I trust the breeder 100% and she is an expert with Chihuahuas, she has been in breeding for decades and has many different bloodlines available to me, also she gives me 100% guarantee that the bitch puppy that I get will be perfect for my requirements and I totally trust her judgement. She is well respected.


----------



## mybabiesmummy (Aug 10, 2008)

congrats to ya with your new chi when you get her i would rather get my own boy n girl to breed instead of a stud but many people are diffrent but thats what i would rather do its easily and the dogs know each other


----------



## Constance (Feb 3, 2008)

I like to own all of my dogs and they have forever homes here on the farm. I do not mind if I get adults or puppies, boys first or girls, as I just flow along with life and do not have rigid boundaries. To me, everyone of my Chihuahuas are special and they all have a place on the farm.


----------



## chibellaxo (Jul 6, 2008)

SMENG said:


> I like to own all of my dogs and they have forever homes here on the farm. I do not mind if I get adults or puppies, boys first or girls, as I just flow along with life and do not have rigid boundaries. To me, everyone of my Chihuahuas are special and they all have a place on the farm.


you sound like you know what youre doing, so im very excited for you  i hope you get your dream girl soon


----------



## chibellaxo (Jul 6, 2008)

**

double posted---


----------



## Constance (Feb 3, 2008)

I have asked the breeder to give me a female puppy who will be bigger than Rebel as an adult, because I like my dams to be bigger than my sires. It is just a personal preference of mine and I am not being negative to anyone who does it differently to me. I support every breeder who does it their way.


----------



## Tora-Oni (Sep 13, 2008)

SMENG said:


> I have asked the breeder to give me a female puppy who will be bigger than Rebel as an adult, because I like my dams to be bigger than my sires. It is just a personal preference of mine and I am not being negative to anyone who does it differently to me. I support every breeder who does it their way.


Well Good LUck to you Smeng. I hope everything turns out.


----------



## chibellaxo (Jul 6, 2008)

SMENG said:


> I have asked the breeder to give me a female puppy who will be bigger than Rebel as an adult, because I like my dams to be bigger than my sires. It is just a personal preference of mine and I am not being negative to anyone who does it differently to me. I support every breeder who does it their way.

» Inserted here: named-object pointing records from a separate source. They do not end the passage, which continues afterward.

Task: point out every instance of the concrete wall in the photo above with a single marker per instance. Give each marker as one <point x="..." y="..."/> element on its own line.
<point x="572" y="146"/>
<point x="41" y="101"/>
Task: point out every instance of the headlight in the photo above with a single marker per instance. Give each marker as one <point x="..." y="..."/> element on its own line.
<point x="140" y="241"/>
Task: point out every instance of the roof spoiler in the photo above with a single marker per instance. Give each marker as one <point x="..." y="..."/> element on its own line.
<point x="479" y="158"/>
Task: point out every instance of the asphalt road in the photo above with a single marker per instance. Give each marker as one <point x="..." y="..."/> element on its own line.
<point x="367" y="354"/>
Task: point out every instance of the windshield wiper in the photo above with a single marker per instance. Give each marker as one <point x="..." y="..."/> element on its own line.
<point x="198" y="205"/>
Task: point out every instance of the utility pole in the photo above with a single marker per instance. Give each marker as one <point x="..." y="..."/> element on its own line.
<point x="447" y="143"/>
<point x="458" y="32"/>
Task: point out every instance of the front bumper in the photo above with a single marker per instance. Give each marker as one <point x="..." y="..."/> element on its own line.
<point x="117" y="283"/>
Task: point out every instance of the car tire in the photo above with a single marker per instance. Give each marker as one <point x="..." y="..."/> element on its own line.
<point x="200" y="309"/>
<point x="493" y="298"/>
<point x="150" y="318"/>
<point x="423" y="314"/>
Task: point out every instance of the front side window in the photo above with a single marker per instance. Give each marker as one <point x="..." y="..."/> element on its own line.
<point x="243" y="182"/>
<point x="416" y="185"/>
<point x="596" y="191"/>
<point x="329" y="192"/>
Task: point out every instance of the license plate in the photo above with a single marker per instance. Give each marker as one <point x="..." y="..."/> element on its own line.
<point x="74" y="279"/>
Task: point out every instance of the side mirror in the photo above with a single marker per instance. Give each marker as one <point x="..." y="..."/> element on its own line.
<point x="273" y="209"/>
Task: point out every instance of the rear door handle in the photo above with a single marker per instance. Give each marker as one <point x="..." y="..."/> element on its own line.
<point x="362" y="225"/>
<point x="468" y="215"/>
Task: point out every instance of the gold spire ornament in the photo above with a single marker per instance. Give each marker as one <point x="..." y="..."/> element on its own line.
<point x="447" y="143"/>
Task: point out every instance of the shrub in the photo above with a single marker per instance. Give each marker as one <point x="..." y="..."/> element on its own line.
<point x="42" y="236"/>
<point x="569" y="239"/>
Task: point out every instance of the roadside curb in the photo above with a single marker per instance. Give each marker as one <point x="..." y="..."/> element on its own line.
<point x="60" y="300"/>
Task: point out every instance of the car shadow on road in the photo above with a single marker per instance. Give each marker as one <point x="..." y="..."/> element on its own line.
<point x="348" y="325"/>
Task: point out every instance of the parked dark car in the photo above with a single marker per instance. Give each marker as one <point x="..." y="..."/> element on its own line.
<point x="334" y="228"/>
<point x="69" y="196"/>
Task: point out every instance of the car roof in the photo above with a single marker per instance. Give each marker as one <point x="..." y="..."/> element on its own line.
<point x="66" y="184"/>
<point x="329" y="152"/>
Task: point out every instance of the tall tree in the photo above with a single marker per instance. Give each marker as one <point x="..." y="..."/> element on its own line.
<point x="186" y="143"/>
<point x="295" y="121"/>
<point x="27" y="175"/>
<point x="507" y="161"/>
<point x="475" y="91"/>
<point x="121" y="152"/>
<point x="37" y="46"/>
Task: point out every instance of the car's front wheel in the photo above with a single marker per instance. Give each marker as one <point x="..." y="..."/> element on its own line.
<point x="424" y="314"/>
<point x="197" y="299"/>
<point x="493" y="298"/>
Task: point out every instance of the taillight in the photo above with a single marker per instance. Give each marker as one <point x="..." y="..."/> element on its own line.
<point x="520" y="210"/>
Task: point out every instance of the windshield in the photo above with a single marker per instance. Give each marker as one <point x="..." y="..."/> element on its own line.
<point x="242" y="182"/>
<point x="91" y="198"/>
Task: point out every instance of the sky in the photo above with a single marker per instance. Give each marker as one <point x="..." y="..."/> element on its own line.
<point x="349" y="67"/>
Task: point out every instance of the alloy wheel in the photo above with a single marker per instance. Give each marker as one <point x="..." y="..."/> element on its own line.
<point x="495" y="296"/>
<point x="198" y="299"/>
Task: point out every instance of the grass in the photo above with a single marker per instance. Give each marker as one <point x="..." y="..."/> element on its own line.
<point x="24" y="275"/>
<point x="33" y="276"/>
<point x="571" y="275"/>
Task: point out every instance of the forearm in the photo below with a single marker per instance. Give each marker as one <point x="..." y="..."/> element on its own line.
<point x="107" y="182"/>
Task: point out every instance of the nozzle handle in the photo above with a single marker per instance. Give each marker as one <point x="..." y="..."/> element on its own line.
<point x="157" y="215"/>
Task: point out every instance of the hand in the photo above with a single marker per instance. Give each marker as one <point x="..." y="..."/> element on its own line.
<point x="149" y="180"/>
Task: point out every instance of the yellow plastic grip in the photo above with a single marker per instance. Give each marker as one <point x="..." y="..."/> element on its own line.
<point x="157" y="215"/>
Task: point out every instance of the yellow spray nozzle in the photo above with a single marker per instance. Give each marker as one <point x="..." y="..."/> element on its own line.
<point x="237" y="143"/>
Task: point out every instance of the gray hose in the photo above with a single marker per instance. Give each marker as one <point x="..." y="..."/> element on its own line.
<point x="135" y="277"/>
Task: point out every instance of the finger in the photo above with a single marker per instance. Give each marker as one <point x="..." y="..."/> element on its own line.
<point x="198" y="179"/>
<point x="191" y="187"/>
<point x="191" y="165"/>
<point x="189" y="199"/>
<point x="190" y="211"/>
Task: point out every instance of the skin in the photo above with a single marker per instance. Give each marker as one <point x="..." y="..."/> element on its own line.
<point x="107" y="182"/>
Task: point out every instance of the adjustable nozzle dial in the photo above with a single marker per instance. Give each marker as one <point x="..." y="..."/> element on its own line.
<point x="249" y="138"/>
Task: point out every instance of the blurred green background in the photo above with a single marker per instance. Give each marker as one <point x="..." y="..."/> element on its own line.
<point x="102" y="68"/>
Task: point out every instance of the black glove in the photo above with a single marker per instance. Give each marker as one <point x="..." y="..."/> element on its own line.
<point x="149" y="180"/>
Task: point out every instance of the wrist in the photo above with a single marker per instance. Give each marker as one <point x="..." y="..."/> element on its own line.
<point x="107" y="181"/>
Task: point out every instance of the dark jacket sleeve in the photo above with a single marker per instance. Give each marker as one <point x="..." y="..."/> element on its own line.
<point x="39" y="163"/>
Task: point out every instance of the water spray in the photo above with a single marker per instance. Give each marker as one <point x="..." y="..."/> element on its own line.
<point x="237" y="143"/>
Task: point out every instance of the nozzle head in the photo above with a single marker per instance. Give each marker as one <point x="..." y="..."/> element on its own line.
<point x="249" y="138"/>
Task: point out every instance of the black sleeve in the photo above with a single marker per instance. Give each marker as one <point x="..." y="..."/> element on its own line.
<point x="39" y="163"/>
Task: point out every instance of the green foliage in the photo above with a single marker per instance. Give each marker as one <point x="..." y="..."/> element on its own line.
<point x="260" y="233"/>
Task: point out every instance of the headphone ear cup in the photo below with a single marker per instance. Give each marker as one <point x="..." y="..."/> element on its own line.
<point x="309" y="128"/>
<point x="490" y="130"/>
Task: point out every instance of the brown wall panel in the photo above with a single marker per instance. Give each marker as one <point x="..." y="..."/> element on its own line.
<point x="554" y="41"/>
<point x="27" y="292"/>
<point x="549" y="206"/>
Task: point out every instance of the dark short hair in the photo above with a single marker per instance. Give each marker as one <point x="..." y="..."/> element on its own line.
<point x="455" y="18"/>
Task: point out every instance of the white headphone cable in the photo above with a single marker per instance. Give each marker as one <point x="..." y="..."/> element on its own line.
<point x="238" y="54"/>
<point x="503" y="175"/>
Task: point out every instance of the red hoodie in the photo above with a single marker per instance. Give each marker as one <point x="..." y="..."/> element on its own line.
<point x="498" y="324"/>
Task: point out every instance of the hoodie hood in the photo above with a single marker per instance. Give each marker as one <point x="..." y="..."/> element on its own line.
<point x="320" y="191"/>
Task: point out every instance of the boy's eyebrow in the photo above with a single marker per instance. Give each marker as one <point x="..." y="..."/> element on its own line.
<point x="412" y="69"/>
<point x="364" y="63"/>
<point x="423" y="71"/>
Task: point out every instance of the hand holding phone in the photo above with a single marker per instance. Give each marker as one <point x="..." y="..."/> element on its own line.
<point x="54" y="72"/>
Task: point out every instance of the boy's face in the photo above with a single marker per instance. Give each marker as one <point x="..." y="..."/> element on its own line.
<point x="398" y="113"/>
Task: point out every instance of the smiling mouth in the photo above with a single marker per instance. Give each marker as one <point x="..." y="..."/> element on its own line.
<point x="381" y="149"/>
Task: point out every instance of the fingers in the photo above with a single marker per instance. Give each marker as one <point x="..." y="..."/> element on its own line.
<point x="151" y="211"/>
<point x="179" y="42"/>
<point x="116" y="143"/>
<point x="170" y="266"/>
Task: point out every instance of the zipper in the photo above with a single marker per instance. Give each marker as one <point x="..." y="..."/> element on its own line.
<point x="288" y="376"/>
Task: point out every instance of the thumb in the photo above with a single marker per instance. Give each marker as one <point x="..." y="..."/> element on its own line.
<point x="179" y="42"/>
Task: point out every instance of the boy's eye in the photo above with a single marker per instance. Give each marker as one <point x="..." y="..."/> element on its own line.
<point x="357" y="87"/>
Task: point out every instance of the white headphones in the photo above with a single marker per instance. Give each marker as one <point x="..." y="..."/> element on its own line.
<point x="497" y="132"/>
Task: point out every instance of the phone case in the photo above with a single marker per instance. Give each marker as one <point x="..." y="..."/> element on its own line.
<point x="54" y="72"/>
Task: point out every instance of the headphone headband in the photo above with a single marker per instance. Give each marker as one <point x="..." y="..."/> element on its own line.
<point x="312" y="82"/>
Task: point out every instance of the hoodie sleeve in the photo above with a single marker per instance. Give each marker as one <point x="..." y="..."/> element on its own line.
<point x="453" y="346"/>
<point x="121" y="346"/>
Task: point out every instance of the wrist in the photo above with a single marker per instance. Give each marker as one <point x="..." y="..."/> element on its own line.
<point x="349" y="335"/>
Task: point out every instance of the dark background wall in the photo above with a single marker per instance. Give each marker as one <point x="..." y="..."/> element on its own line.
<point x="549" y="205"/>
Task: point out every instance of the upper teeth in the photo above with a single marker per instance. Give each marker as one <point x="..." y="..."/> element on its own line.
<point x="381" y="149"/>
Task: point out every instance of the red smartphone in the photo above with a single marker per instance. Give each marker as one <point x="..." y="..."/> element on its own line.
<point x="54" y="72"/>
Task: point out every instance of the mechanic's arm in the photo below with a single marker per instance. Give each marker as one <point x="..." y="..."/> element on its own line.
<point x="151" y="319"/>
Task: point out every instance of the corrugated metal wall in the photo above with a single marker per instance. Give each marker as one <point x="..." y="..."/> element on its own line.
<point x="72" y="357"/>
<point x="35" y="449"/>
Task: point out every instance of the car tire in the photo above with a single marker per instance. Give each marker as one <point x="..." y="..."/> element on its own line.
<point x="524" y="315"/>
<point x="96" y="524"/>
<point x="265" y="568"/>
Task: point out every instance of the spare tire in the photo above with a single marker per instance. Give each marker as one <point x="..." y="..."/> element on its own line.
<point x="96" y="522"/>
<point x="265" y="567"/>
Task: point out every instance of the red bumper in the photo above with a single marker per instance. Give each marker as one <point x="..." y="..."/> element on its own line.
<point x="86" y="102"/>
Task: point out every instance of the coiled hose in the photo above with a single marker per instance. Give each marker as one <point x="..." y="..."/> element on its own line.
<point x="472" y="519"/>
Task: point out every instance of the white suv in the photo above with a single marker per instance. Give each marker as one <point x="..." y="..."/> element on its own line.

i dont bc ppl should breed responsibly, not "their way." And every responsible breeder ive ever talked to said you should only mate a male who is smaller than a female.


----------



## Constance (Feb 3, 2008)

I paid for my new little girl yesterday and she will fly to me in 2 weeks time. She needs more aging at the moment because she is still nursing on mummie. It is way too cool and I am so pleased. She is silver with a black mask and her coat will change to fawn as she ages.


----------



## melonypersians (Jan 3, 2008)

congrats. i cant wait to see pics.


----------



## Constance (Feb 3, 2008)

I am really excited because I have waited a long time to get a new friend. She will be loved to bits.


----------



## Constance (Feb 3, 2008)

Thank you for all of your comments and I really appreciate all of them because that is how I learn and grow.


----------



## ItZy BiTzY (May 15, 2008)

I can't wait until you post pics of your new girl. 
Ok so I have to wait a couple of weeks but,. how exciting for you. 
Congratulations on the new pup!


----------



## Constance (Feb 3, 2008)

Well my dear little friend is flying to my closest airport tomorrow at 5pm. This is very exciting for me as I have waited for over a year to finally have an addition to my Chihuahua family. I will introduce her to Rebel and Bello slowly under controlled supervision so that she does not feel over whelmed by them, after the stress of leaving her parents, breeder, flying half way across our country and then ending up with a friend that she has never met before.


----------



## Constance (Feb 3, 2008)

She has been with us and she is drop dead cool. She is brilliant, I could not have asked for better and she fits in with everyone.


----------



## *Tricia* (Dec 1, 2007)

Pictures please!!


----------



## Constance (Feb 3, 2008)

I have forgotten how to put pictures on here so that is why I have not done so.


----------



## Constance (Feb 3, 2008)

Oh my goodness, the greatest thing in the world happened to me yesterday. I went to my daughter's home and she gave me the most gorgeous male long coat puppy for Christmas. When I took him home, my Bella just adored him and played with him for hours. His name is Hasani. My new girl called Amiga is making great friends with Rebel and I can see that she wears the pants in their house for sure. I just love Chihuahuas and one of the wonderful things about them is that they get on with all other breeds of canines.


----------



## KayC (May 3, 2005)

congrays, We do needphotos, Pleaseee


----------



## Constance (Feb 3, 2008)

Since I last chatted to you all I have got my dearest wee Amiga who is a smooth coat female Chihuahua and I was given the most adorable long coat male Chihuahua called Hasani. They are around the same age and as you can all guess, I adore them and I am not biased, oh no, not me.
PS: I have forgotten how to put photos on here.


----------



## Dazy Mae (Aug 10, 2008)

Congrats!...look forward to seeing the new babies


----------



## sullysmum (Mar 6, 2004)

You can put photos on here with photobucket.


----------



## Bethany (Mar 16, 2009)

You will need to upload the pictures to www.photobucket.com or www.imageshack.us or www.tinypic.com before you can post them to here. Then you just post the picture in image brackets and your set. I find tinypic.com to be the easiest one to use.


----------



## Kioana (Mar 1, 2005)

congrads!


----------